The project is currently out to bid, and architect John Cort, who designed the plans for the gymnasium and auditorium, said he expects about seven contractors to submit bids this month.
Given the competition among contractors in a down construction market, Jackson County Manager Chuck Wooten hopes the county will receive a competitive bid on the project.
Nevertheless, he said the county may be prepared to borrow more if necessary to cover the entire cost of the gymnasium and arts center, as well as other school projects now on the backburner, such as the locker room addition at Blue Ridge School in Cashiers.
Associate Superintendent Steve Jones called the commissioners’ vote a positive step toward the completion of the gym and auditorium project.
“The two boards have worked very well together on this project, and the commissioners have been very gracious in providing us funding for our capital projects,” Jones said, referring to the financial relationship between the commissioners and the school board, where funds for the schools’ capital projects must be supplied by the county.
Jones said the gym and auditorium were imagined 10 years ago, when a long range plan for schools’ capital projects were laid out. The timeline calls for completing the addition by spring of 2014.
Every year the school goes without the new gymnasium, the more outdated the old one becomes.
“The gymnasium now is built to 1960 standards, not 2013 standards,” Cort said.
The new gym will be air conditioned, have enough court room for multiple activities to practice at once, without transporting children off-campus or staggering practice start times into the night, and enough seating for about 1,500, he said.
The fine arts auditorium will seat 750 and come equipped with stage features for high school performances, so those too do not have to be hosted at off-campus locations, such as auditoriums at Southwestern Community College or Western Carolina University as they are now.
“Every time you transport students, it’s dangerous,” Cort said. “You need facilities.”
Wooten said the application for the $10 million loan will still need to be approved by the Local Government Commission of the State Treasurer’s Office.

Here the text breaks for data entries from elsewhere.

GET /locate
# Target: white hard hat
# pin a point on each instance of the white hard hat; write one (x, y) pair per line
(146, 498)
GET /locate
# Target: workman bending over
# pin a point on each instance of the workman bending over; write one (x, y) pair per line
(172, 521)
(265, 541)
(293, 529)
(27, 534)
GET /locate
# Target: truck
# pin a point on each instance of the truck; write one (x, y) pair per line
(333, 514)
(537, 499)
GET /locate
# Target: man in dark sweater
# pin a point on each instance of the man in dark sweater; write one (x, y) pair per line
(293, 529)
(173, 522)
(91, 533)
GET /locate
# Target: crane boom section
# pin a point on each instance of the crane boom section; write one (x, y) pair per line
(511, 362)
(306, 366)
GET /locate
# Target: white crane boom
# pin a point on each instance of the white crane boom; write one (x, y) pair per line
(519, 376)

The application to the state will be submitted later this month after construction bids come in and, a low bidder is chosen.
Wooten said the county is looking at a low interest rate of 2.79 percent under a special tax-exempt loan. The county is limited to borrowing only $10 million in tax-exempt loans in any given calendar year, so if the project cost exceeds $10 million, the county would borrow the remainder at a later date.